January 26, 2016- Now

“Now” by Joywave from How Do You Feel Now?

Listen to it here

(photo from tees.ac.uk)

(photo from tees.ac.uk)


Heart racing, dizzy, I approached the Watch Commander.

“I’ve come to confess,” I mumbled, unable to make eye contact.

His eyes narrowed. He looked me top to bottom before exhaling heavily, as though shouldering a heavy burden. “Fine,” he replied, “What crime?”

I gritted my teeth, clenched my fists, and spat out the ugly word. The hideous truth. “Murder.”

He seemed surprised a moment and then an expression flickered across his face, an expression I could only describe as “being impressed.”

“Alright, alright,” he replied, “The victim?”

“I don’t know,” I admit.

“Don’t know?”

“It was a ghost.”

He studied me for a minute. A literal minute.

“Really?”

I nod, trying to make eye contact and failing.
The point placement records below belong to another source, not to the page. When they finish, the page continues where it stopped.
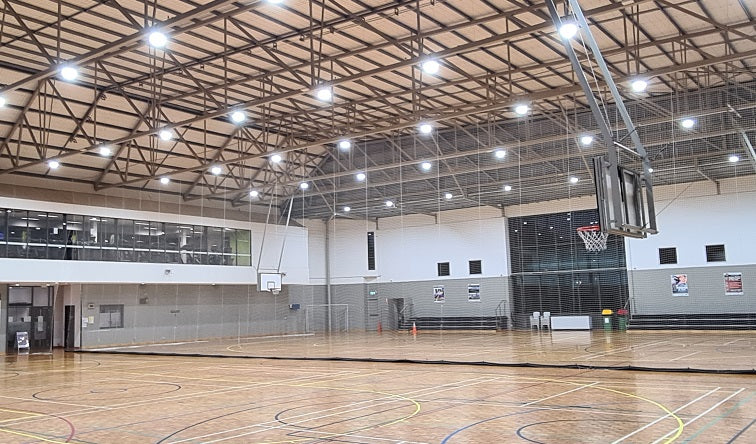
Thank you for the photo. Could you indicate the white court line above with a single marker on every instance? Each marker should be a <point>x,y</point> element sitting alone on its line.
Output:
<point>685,356</point>
<point>702,414</point>
<point>146,345</point>
<point>640,429</point>
<point>559,394</point>
<point>622,350</point>
<point>388,399</point>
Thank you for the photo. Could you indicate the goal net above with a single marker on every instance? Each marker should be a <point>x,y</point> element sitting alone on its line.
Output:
<point>325,318</point>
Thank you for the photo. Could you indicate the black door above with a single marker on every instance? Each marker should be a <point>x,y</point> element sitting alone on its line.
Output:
<point>70,327</point>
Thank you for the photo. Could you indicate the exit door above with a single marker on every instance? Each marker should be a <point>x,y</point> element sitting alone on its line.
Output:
<point>30,312</point>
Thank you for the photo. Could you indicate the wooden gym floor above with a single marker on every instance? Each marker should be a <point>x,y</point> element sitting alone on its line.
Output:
<point>111,398</point>
<point>706,350</point>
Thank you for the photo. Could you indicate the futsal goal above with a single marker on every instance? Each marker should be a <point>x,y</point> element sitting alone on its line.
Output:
<point>325,318</point>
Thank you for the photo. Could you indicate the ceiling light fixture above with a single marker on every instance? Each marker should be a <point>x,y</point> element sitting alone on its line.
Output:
<point>238,117</point>
<point>568,30</point>
<point>639,85</point>
<point>69,73</point>
<point>325,94</point>
<point>522,109</point>
<point>166,135</point>
<point>157,39</point>
<point>431,67</point>
<point>345,145</point>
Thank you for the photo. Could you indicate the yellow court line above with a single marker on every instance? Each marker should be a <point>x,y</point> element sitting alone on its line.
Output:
<point>28,435</point>
<point>680,424</point>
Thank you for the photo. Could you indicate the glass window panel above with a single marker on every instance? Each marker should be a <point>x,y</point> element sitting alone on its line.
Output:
<point>157,243</point>
<point>243,247</point>
<point>186,242</point>
<point>18,233</point>
<point>3,231</point>
<point>172,243</point>
<point>214,245</point>
<point>200,245</point>
<point>229,246</point>
<point>126,240</point>
<point>108,239</point>
<point>92,239</point>
<point>142,240</point>
<point>37,235</point>
<point>75,236</point>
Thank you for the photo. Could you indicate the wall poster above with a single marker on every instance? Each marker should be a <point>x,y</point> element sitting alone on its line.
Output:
<point>473,293</point>
<point>438,294</point>
<point>733,284</point>
<point>679,285</point>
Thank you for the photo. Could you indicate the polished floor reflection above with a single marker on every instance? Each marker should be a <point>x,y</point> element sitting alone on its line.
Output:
<point>111,398</point>
<point>703,350</point>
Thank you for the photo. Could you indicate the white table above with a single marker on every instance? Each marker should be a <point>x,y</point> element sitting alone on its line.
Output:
<point>570,322</point>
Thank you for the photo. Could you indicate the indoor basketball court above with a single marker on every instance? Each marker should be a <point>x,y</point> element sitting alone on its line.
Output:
<point>374,221</point>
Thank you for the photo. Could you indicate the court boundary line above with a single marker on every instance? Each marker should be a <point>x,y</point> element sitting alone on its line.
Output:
<point>428,362</point>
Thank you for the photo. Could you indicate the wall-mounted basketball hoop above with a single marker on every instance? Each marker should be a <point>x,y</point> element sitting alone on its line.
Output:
<point>593,237</point>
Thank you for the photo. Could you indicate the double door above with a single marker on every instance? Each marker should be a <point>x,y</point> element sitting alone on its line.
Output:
<point>30,313</point>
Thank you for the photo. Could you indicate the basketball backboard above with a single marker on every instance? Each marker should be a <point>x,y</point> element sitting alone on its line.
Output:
<point>269,282</point>
<point>624,199</point>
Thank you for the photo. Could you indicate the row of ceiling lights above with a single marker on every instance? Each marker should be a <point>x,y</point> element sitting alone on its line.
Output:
<point>158,40</point>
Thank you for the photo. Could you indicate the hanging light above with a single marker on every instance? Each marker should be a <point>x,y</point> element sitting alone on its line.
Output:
<point>345,145</point>
<point>157,39</point>
<point>568,30</point>
<point>325,94</point>
<point>431,67</point>
<point>166,135</point>
<point>69,73</point>
<point>639,85</point>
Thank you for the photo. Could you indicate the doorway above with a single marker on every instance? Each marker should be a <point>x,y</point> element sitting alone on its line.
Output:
<point>30,312</point>
<point>69,332</point>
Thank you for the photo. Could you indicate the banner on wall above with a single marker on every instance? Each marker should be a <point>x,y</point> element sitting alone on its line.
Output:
<point>473,293</point>
<point>438,294</point>
<point>679,285</point>
<point>733,284</point>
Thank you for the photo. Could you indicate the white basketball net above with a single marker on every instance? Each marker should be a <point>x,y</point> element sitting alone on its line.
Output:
<point>594,240</point>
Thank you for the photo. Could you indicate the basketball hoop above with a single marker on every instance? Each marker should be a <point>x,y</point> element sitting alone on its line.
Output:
<point>593,237</point>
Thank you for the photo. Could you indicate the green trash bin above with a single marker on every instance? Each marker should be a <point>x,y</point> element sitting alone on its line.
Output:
<point>622,319</point>
<point>607,314</point>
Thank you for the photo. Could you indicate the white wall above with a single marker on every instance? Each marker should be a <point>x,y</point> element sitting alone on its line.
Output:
<point>295,263</point>
<point>408,248</point>
<point>691,223</point>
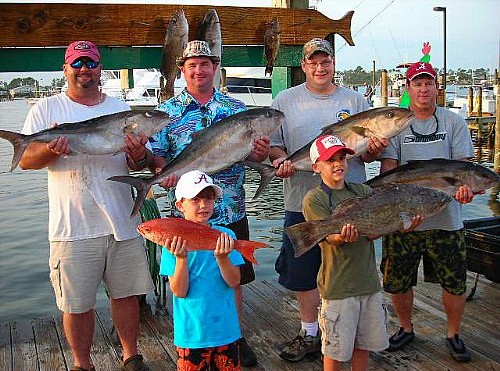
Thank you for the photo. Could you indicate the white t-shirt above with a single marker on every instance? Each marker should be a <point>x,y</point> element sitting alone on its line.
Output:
<point>444,136</point>
<point>305,115</point>
<point>82,202</point>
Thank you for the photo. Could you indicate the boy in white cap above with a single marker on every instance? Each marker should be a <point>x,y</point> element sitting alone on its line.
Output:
<point>206,324</point>
<point>196,108</point>
<point>351,315</point>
Instead I stare a patch of wall just over his left shoulder, hoping it passed for steady eye contact.

“And you, what, pulled some Ghostbuster game on ‘im?”
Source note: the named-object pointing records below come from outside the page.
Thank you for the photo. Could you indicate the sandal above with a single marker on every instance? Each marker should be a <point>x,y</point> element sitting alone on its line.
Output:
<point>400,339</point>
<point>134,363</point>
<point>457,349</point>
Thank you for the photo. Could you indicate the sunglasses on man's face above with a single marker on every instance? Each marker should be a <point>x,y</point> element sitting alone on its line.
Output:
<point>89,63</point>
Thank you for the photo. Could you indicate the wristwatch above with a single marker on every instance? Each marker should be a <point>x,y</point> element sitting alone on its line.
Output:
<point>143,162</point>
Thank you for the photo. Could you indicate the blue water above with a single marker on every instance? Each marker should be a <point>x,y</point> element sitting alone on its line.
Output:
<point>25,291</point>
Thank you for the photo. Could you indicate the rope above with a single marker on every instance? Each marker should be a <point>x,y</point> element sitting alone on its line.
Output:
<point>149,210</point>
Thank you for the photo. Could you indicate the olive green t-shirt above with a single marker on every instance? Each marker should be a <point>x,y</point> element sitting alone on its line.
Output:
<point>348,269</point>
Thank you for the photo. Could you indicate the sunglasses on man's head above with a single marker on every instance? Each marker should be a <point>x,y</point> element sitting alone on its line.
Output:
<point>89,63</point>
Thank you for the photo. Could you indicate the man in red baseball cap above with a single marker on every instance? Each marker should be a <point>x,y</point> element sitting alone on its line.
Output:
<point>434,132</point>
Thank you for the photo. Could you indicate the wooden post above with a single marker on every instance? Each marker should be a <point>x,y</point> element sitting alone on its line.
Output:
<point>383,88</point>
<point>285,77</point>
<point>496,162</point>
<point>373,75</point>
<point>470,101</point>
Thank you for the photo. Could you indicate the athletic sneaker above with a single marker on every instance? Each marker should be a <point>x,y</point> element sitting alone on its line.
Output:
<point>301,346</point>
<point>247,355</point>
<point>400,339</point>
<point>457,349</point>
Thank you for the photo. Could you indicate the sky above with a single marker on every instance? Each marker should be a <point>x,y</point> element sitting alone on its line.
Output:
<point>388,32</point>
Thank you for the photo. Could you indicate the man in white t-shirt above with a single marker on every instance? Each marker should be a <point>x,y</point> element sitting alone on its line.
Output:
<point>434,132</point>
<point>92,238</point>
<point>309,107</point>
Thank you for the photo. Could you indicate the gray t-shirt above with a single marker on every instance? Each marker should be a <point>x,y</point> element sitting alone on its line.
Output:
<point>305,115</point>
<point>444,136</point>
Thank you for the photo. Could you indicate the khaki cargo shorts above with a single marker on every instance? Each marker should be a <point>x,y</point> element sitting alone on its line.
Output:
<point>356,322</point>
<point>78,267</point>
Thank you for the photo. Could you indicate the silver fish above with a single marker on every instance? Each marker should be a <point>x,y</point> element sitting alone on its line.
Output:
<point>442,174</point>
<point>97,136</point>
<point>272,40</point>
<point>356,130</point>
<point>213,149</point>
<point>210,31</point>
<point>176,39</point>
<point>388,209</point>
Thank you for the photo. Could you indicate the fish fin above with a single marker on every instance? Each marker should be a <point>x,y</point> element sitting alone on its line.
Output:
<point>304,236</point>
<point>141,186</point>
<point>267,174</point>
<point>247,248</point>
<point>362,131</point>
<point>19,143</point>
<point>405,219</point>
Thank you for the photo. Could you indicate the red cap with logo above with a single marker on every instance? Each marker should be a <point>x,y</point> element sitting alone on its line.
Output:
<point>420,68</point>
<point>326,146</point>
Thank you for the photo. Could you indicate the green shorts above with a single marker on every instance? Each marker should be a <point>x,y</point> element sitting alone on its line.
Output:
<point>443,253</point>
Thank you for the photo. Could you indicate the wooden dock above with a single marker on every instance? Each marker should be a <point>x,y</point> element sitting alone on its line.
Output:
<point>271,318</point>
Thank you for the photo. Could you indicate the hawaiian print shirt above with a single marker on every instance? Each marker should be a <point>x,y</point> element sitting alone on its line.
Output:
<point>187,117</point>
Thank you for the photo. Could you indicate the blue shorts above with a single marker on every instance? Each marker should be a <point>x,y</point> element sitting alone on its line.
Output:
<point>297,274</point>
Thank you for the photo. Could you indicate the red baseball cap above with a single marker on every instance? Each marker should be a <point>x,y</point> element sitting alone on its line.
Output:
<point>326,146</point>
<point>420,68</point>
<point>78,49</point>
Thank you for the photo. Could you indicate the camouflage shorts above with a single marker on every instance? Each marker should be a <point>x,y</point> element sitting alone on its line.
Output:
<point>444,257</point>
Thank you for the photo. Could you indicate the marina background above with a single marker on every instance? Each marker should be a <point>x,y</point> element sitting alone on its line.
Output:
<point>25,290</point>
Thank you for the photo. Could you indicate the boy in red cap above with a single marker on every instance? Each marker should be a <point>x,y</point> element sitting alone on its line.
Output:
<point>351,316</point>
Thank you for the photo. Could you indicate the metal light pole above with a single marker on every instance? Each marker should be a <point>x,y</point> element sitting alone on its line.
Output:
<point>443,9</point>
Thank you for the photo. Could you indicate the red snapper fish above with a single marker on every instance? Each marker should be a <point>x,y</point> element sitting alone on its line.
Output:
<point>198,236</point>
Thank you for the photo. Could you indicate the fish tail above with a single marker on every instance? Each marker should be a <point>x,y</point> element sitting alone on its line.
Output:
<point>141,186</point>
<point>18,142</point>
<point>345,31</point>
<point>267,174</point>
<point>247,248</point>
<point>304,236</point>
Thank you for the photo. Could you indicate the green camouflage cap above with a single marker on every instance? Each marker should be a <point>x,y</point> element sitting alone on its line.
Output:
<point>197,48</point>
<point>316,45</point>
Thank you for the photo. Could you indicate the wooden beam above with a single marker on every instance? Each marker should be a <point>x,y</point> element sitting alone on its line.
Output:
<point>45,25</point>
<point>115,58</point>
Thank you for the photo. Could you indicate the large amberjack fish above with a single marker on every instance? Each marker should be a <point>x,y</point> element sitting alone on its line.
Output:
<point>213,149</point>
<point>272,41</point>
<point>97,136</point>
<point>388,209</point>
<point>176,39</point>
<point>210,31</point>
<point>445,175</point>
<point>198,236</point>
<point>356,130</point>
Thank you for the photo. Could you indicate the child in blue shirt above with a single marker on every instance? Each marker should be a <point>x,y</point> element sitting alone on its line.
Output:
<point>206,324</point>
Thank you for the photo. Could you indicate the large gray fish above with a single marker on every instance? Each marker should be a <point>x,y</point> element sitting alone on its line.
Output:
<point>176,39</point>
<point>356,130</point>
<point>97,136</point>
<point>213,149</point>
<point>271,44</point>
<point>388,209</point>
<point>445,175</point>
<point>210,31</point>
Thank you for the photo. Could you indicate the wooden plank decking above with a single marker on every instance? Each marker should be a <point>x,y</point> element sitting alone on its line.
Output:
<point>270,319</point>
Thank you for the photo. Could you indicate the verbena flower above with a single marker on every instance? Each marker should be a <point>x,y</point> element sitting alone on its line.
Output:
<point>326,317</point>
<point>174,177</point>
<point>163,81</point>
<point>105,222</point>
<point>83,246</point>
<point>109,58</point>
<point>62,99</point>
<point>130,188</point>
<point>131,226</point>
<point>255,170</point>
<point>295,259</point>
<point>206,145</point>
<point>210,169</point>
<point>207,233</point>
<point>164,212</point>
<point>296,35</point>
“No. I—that’s not a real thing. Ghostbusters are just a movie.”

“They’re also a cartoon, a toy line, a comic book. Don’t be reductive.”

“I won’t,” I snarl in exasperation, “But I’m being honest. I didn’t…vacuum them up. I…I killed him. Ran him through with a sword.”

“Oh, for real?”

I indicate that, yes, for real.

“You killed a ghost, with a sword, and you wish to confess that?”

I nod again.

He grimaces and gestures to another officer. The officer takes me into an ill light interrogation room. I feel compelled to ask her if this is what they call “the box,” but I resist. It seems poorly timed considering why I’m there.
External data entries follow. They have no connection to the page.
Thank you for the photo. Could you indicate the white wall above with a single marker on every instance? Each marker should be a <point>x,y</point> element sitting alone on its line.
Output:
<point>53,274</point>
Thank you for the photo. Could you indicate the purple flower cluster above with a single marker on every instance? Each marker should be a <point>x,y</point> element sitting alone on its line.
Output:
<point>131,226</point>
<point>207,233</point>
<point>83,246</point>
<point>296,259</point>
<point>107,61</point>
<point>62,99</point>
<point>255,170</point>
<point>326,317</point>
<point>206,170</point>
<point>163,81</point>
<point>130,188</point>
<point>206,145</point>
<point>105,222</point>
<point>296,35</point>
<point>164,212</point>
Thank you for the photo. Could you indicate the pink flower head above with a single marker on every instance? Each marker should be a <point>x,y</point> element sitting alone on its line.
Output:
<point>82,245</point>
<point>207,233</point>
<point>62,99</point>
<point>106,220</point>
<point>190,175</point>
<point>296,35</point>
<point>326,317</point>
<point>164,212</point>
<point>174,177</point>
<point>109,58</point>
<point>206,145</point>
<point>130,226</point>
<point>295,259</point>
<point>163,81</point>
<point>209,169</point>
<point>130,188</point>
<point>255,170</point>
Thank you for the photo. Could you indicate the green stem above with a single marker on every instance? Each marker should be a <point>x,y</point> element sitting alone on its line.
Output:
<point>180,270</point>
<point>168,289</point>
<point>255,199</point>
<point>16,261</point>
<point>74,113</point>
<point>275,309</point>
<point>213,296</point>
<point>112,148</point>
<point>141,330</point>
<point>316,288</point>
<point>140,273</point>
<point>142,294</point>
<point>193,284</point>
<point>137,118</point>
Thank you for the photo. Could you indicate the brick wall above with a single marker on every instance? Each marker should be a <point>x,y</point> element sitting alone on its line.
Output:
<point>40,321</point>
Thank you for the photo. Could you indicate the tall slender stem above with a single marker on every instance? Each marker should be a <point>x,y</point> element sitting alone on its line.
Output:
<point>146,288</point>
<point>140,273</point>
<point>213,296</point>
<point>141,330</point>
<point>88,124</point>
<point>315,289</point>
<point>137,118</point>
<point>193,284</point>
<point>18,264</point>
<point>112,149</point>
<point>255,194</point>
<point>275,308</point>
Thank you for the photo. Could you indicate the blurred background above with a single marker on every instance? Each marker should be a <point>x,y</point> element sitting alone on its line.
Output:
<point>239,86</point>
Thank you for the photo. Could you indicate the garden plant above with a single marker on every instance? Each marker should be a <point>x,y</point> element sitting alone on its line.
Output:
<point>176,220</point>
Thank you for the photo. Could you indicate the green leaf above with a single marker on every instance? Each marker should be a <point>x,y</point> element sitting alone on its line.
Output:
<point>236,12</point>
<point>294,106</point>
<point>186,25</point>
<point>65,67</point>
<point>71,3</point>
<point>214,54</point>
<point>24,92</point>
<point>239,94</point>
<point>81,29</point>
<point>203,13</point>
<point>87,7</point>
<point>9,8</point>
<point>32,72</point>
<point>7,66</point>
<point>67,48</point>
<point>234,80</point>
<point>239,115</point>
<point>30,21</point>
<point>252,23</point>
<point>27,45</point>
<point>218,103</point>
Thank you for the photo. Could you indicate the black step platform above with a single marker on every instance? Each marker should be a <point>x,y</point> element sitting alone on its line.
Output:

After I sit, she sets me up with a form and a pen and sits opposite me. She looks surprisingly disinterested considering circumstances. After I feel out my confession, she looks it over, nods, and informs me that I’ll stay here while they send someone to catch the crime scene at my home.

“Do you want to handcuff me?” I ask.

She snorts, “I don’t think that’ll be necessary.”

Thirty minutes later I’m being dragged out of the room by the collar by a very annoyed Captain and tossed out the front door.

“Don’t waste our time again or I’ll see you checked into the loony bin, jackass!” the cop shouted at me.

With a groan, I peel myself off the sidewalk and begin to walk away.

“That’s far enough son,” a voice drawls.

I look around and see nothing. Then a shimmery, a vague outline of a person.

“Ghost cop,” the voice gruffly explained, “You’re coming with us, murderer.”